PORTLAND – The attorney for Shawn Garland said Wednesday that the 25-year-old murder suspect has a long history of mental illness, which may have played a role in the stabbing death of Richard Meyers last week in Garland’s apartment on Grant Street.

Garland is being held without bail on a single count of murder. He made a brief appearance Monday in Cumberland County Superior Court to hear the charge against him. Prosecutors expect to seek an indictment from a grand jury early next month.

“The mental health defense is clearly front and center,” said J.P. DeGrinney, the lawyer appointed by the court to represent Garland.

DeGrinney hopes to have a psychologist meet with Garland at the jail in the next two weeks for a mental health examination.

“He has an extensive and well-documented history of mental health crises.
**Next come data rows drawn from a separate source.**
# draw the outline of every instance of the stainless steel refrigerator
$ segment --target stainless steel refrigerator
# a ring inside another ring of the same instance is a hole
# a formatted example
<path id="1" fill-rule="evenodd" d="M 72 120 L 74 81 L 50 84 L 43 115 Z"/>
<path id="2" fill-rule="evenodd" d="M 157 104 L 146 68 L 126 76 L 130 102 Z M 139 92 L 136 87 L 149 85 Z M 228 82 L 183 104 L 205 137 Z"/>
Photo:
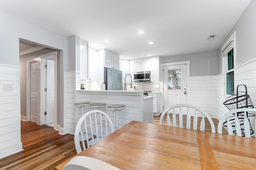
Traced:
<path id="1" fill-rule="evenodd" d="M 106 90 L 122 90 L 122 71 L 104 68 L 104 84 Z"/>

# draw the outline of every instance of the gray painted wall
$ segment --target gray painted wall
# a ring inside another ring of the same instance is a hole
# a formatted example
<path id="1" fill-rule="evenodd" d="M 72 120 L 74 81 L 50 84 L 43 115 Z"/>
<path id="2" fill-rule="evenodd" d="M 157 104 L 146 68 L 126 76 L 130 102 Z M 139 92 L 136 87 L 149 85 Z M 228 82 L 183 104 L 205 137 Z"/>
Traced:
<path id="1" fill-rule="evenodd" d="M 256 58 L 256 0 L 251 1 L 218 49 L 218 74 L 222 72 L 221 48 L 234 31 L 236 31 L 236 66 Z"/>
<path id="2" fill-rule="evenodd" d="M 27 60 L 38 58 L 40 55 L 54 51 L 45 49 L 20 56 L 20 115 L 26 116 L 27 108 Z"/>
<path id="3" fill-rule="evenodd" d="M 60 111 L 63 113 L 63 72 L 69 71 L 68 38 L 1 11 L 0 23 L 0 64 L 19 66 L 19 38 L 60 51 Z M 64 121 L 63 114 L 57 116 L 57 122 L 60 122 L 61 127 L 63 127 Z"/>
<path id="4" fill-rule="evenodd" d="M 160 64 L 190 61 L 190 76 L 218 74 L 217 51 L 160 57 Z"/>

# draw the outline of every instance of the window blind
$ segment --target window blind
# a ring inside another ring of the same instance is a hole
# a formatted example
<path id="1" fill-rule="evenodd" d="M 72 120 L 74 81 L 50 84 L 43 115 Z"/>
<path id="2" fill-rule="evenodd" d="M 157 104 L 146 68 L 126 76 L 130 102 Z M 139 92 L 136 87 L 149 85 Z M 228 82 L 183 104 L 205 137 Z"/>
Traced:
<path id="1" fill-rule="evenodd" d="M 222 51 L 222 56 L 224 57 L 230 51 L 232 48 L 234 48 L 234 40 L 233 39 L 231 39 L 230 42 L 228 44 L 227 46 Z"/>

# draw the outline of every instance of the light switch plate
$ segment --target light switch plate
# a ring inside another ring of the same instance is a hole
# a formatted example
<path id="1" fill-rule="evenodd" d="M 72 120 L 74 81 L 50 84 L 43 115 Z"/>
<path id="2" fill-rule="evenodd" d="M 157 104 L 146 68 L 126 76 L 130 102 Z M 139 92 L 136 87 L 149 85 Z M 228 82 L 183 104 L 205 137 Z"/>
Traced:
<path id="1" fill-rule="evenodd" d="M 4 84 L 4 91 L 13 91 L 13 84 Z"/>

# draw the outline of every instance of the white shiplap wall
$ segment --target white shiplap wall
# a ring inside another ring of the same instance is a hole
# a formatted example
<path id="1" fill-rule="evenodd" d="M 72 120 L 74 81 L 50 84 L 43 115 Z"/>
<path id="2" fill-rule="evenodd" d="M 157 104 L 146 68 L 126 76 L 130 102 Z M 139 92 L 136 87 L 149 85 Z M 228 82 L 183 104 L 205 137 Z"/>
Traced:
<path id="1" fill-rule="evenodd" d="M 218 118 L 219 81 L 218 76 L 190 77 L 190 104 L 201 108 L 212 118 Z"/>
<path id="2" fill-rule="evenodd" d="M 64 131 L 67 133 L 73 134 L 75 129 L 74 120 L 81 117 L 81 109 L 75 106 L 76 102 L 88 101 L 92 103 L 104 102 L 107 105 L 112 104 L 124 104 L 126 108 L 119 111 L 120 115 L 119 127 L 121 127 L 132 121 L 143 120 L 141 113 L 142 106 L 142 97 L 140 96 L 128 96 L 124 98 L 122 95 L 117 94 L 89 94 L 81 92 L 76 92 L 80 90 L 79 72 L 66 72 L 64 76 Z M 84 107 L 85 112 L 93 109 L 90 106 Z M 108 109 L 107 107 L 102 109 L 110 117 L 114 125 L 115 125 L 115 112 Z"/>
<path id="3" fill-rule="evenodd" d="M 0 65 L 0 158 L 22 150 L 20 68 Z M 4 84 L 13 84 L 4 91 Z"/>
<path id="4" fill-rule="evenodd" d="M 71 119 L 79 119 L 81 115 L 78 113 L 79 107 L 74 105 L 76 102 L 76 90 L 80 90 L 79 72 L 76 72 L 64 73 L 64 133 L 70 133 L 70 128 L 74 130 L 75 125 Z M 78 109 L 76 110 L 76 109 Z"/>

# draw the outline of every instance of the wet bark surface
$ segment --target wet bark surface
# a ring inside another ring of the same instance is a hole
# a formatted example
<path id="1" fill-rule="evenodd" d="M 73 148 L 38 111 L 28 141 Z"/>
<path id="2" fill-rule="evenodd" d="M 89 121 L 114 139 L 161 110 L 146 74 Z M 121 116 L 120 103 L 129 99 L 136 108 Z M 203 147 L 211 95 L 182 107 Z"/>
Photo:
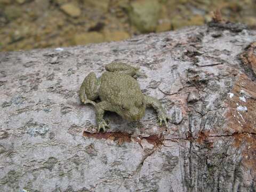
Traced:
<path id="1" fill-rule="evenodd" d="M 256 31 L 203 26 L 120 42 L 0 53 L 3 191 L 255 191 Z M 166 109 L 96 132 L 84 77 L 121 61 Z"/>

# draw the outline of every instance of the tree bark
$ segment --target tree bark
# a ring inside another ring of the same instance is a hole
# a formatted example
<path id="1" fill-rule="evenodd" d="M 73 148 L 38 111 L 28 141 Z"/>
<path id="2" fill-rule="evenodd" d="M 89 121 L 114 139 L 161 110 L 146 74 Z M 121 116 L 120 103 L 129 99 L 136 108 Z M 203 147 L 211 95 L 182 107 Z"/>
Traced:
<path id="1" fill-rule="evenodd" d="M 255 41 L 205 26 L 0 53 L 1 191 L 255 191 Z M 137 80 L 167 126 L 147 109 L 136 122 L 107 113 L 111 129 L 96 133 L 78 90 L 113 61 L 147 75 Z"/>

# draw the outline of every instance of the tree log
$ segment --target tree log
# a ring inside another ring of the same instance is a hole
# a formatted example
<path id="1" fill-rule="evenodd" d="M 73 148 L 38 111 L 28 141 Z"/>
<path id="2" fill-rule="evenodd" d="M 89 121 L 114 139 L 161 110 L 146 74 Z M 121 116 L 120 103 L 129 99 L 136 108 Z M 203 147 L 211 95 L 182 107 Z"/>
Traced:
<path id="1" fill-rule="evenodd" d="M 256 31 L 233 27 L 0 53 L 1 191 L 255 191 Z M 96 132 L 78 90 L 113 61 L 147 75 L 166 126 L 149 108 Z"/>

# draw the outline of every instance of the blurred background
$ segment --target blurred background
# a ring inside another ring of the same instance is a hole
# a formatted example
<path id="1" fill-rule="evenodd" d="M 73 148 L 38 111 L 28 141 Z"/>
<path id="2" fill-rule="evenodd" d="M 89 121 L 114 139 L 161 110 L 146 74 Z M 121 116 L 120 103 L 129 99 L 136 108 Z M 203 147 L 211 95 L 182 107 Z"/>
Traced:
<path id="1" fill-rule="evenodd" d="M 0 51 L 119 41 L 223 18 L 256 27 L 256 0 L 0 0 Z"/>

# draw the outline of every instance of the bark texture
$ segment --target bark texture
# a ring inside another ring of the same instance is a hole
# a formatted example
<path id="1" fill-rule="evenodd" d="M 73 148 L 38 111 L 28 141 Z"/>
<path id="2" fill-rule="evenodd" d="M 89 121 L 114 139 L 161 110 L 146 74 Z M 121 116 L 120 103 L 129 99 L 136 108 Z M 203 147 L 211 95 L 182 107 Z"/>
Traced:
<path id="1" fill-rule="evenodd" d="M 256 31 L 231 27 L 0 53 L 1 191 L 255 191 Z M 167 127 L 148 109 L 96 133 L 78 90 L 114 61 L 147 75 Z"/>

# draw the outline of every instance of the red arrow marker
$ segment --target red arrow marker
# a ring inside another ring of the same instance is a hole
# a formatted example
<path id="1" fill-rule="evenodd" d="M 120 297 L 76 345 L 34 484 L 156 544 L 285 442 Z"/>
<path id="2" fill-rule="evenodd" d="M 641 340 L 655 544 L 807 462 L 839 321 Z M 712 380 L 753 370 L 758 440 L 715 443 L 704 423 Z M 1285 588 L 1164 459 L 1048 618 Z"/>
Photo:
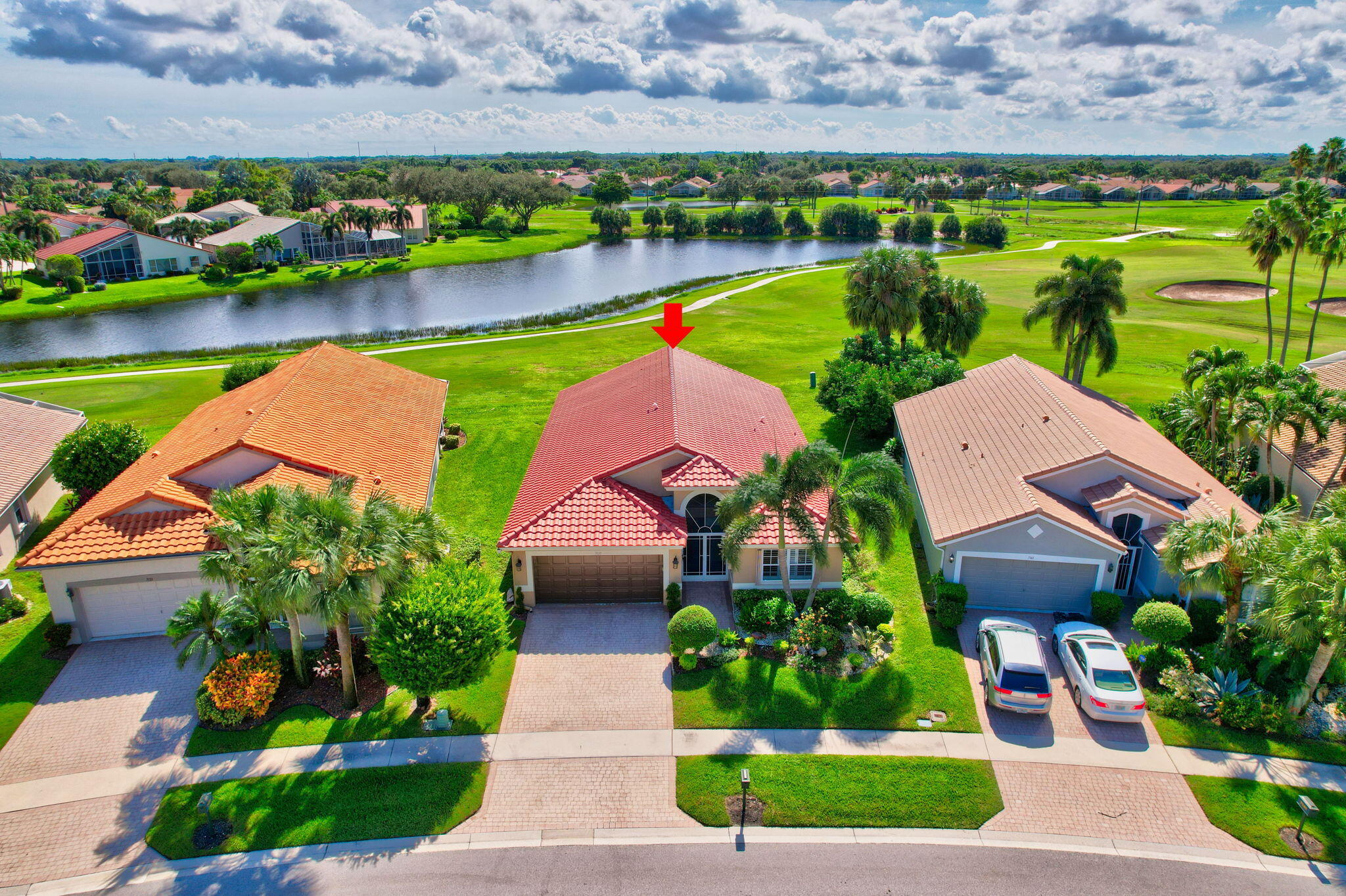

He has been hospitalized for extensive periods of time, and he has been on the streets when he has not been hospitalized,” DeGrinney said.

Another potential avenue for the defense is a self-defense claim. DeGrinney said Garland suffered minor injuries during an altercation with Meyers before the stabbing Aug. 12.

He also said Meyers, 58, was carrying a padlock and a chain, and apparently brought a bottle of whiskey with him to Garland’s apartment.

“Shawn has already indicated to me that he feared for his safety,” DeGrinney said.

Garland has been on suicide watch and is being held in the most secure pod at the jail, DeGrinney said.

Portland police have said that Garland and Meyers were acquaintances, and that Meyers was stabbed to death with a knife, but they have not elaborated or released other details about the crime. Police reports about the incident have been sealed by a court order.

Assistant Attorney General Leane Zainea, the prosecutor assigned to the case, declined to comment Wednesday, citing the impoundment of the documents.

Acquaintances of Garland have said he was well-known in the area around the city’s homeless shelter. He was occasionally called by the nickname “Schizo Shawn,” and was known to be confrontational, although some friends said he was not a bad person.

Garland’s criminal record includes convictions for three misdemeanor assaults, cruelty to animals and the felony of eluding an officer, as well as convictions for violating probation, all in Farmington.

He served 120 days in jail in 2008 for assault, violating bail conditions and violating probation.